The most popular networking plugin for Kubernetes
Cilium is an extremely popular open-source Kubernetes network plugin. Just to give you an idea of how popular Cilium is, have a look at the diagram below, to see the amount of Github stars it has compared to other popular network plugins. Cilium is now also a CNCF Incubating project.
Cilium provides networking, security, and observability for cloud-native environments like Kubernetes and other orchestration platforms, but can also provide a communication link to external workloads (such as VMs) into your Kubernetes cluster and enforce security policies to restrict access (currently in beta). Another new (beta) feature is Cilium Cluster Mesh, which allows you to connect Kubernetes clusters together and enable pod-to-pod connectivity, plus the ability to define global services which are load balanced between clusters and enforce security policies to restrict access.

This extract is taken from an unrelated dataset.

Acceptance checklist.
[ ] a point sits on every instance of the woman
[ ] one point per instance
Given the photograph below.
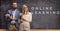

eBPF: the secret ingredient behind Cilium’s success
At the heart of Cilium’s powerful feature set is a technology called eBPF. What is eBPF and why are we hearing more and more about this magical tech? To find out, we have to first talk about BPF.
The Berkeley Packet Filter or BPF for short (and no, I did not forget an ‘e’), has been around for a few years now and is a tool for observing the Linux operating system. BPF gives users access to the kernel, by running a small piece of code quickly and safely inside the operating system.
While BPF was originally used for packet filtering, it has since been enhanced to support dynamic tracing of the Linux kernel. Now a user can, for example, create a cgroup-related program that denies or allows access to system resources like CPU, memory, network bandwidth and other groups of processes.
Now extended BPF (eBPF), is a modernized extension of BPF, with 64 bit registers and a bunch of new special functions to interact with the kernel, to request more information and execute a wider range of tasks. Just like Docker made Linux containers cool, Isovalent (creators of Cilium) and other vendors are making eBPF the next big thing in Kubernetes tools and technologies.
Thanks to eBPF, Cilium has a very simple architecture.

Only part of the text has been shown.